El evangelio de San Marcos es el único que menciona la expresión de cuestionamiento a Jesús: “¿Maestro, no te importa que…?” (Mc 4,38) El evangelio de san Mateo nos propone: “Maestro, sálvanos que perecemos…”(Mt 8,28-34) San Marcos es un evangelio que no evita los conflictos por eso resulta totalmente coherente, el afirmar que en ocasiones Jesús fue cuestionado así como los fieles cuestionan a Dios.

Por supuesto que la forma de responder de Jesús es contundente. La presencia poderosa de Dios subyuga a la tempestad, pero acto seguido Jesús confronta a los discípulos por su falta de fe.

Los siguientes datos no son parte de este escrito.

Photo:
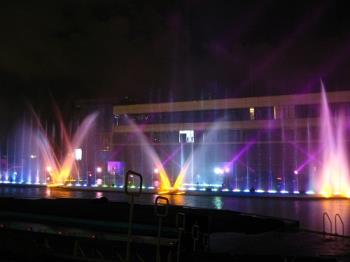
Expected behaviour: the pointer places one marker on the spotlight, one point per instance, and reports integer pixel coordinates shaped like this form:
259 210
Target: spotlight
218 171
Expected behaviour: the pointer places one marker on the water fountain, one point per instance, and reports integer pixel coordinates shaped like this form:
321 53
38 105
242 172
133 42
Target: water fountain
288 161
334 169
31 157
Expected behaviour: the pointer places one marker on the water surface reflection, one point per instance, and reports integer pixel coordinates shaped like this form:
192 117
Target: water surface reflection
308 212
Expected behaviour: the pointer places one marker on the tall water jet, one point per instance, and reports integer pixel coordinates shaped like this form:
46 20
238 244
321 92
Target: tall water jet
165 184
334 169
59 171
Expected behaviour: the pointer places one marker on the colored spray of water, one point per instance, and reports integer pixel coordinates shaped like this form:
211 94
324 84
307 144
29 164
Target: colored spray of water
60 171
334 172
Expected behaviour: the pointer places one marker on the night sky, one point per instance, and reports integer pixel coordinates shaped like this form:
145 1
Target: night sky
167 50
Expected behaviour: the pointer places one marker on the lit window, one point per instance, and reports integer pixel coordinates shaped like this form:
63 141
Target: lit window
251 113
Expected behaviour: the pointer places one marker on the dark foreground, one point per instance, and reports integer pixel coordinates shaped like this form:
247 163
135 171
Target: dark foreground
98 230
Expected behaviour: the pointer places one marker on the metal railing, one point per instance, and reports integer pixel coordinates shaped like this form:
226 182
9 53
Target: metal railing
132 194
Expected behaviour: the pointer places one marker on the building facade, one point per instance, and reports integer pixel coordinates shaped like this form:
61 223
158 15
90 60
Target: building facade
256 143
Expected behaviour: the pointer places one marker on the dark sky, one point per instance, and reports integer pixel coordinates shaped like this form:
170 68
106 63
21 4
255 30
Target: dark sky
168 50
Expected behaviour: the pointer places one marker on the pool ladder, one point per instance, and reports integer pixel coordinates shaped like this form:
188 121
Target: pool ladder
337 217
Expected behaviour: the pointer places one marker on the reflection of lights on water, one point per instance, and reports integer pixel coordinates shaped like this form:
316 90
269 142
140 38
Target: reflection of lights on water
218 202
98 182
99 194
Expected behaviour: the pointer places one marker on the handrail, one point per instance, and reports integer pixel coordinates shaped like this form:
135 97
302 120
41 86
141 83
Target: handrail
335 224
325 215
180 225
131 210
160 213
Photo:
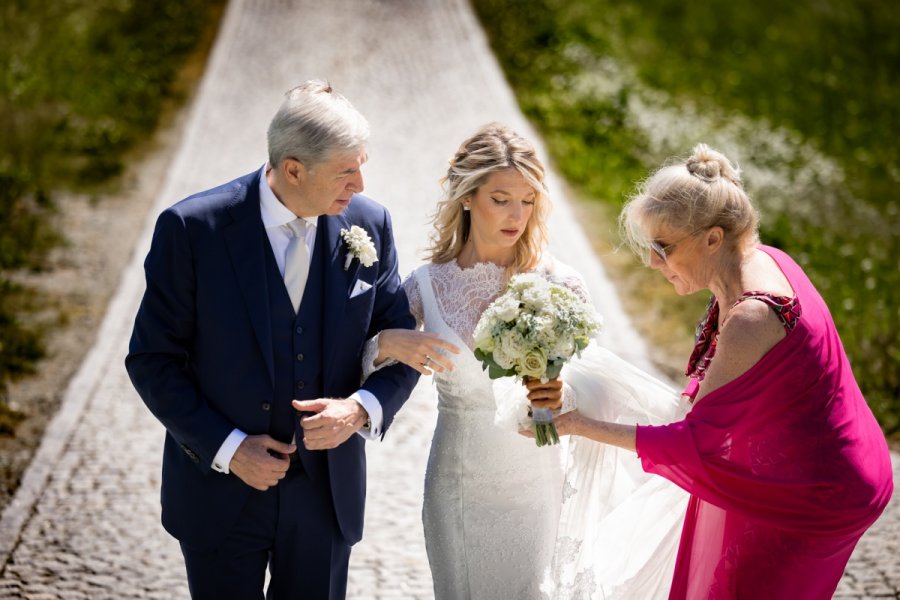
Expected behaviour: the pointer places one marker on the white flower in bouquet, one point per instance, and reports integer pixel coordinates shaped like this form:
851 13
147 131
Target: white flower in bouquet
531 331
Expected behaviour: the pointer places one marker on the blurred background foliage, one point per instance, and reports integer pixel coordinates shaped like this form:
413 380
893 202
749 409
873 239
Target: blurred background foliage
84 81
803 95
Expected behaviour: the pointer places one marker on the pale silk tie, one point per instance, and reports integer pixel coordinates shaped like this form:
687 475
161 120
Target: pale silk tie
296 262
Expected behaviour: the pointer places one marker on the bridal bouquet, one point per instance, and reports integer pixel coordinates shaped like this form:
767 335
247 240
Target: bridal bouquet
532 330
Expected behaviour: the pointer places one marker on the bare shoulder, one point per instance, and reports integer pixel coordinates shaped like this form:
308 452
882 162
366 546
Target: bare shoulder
749 332
753 326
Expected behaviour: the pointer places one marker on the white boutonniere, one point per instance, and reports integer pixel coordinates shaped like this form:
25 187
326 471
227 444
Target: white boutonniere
359 246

La noción de fe que maneja el Señor Jesús no es necesariamente la adhesión a verdades religiosas, sino más bien la adhesión íntima al poder que hace que las cosas sucedan, vgr: “si tuvieran fe al menos como un grano de mostaza, le dirían a ese árbol arráncate de raíz y plántate en el mar, y esto sucedería” (Lc 17,5-6) o bien esta otra expresión: “vete en paz, tu fe te ha salvado” (Mc 5,34).

Entonces Jesús pide de los discípulos la fe de que la tormenta no los hundiría y de que Dios no permitiría que los hundiera. La presencia de Jesús entre nosotros es la prueba tangible de que a Dios sí le importamos.

*Mons. Salvador Martínez Ávila es rector de la Insigne y Nacional Basílica de Guadalupe.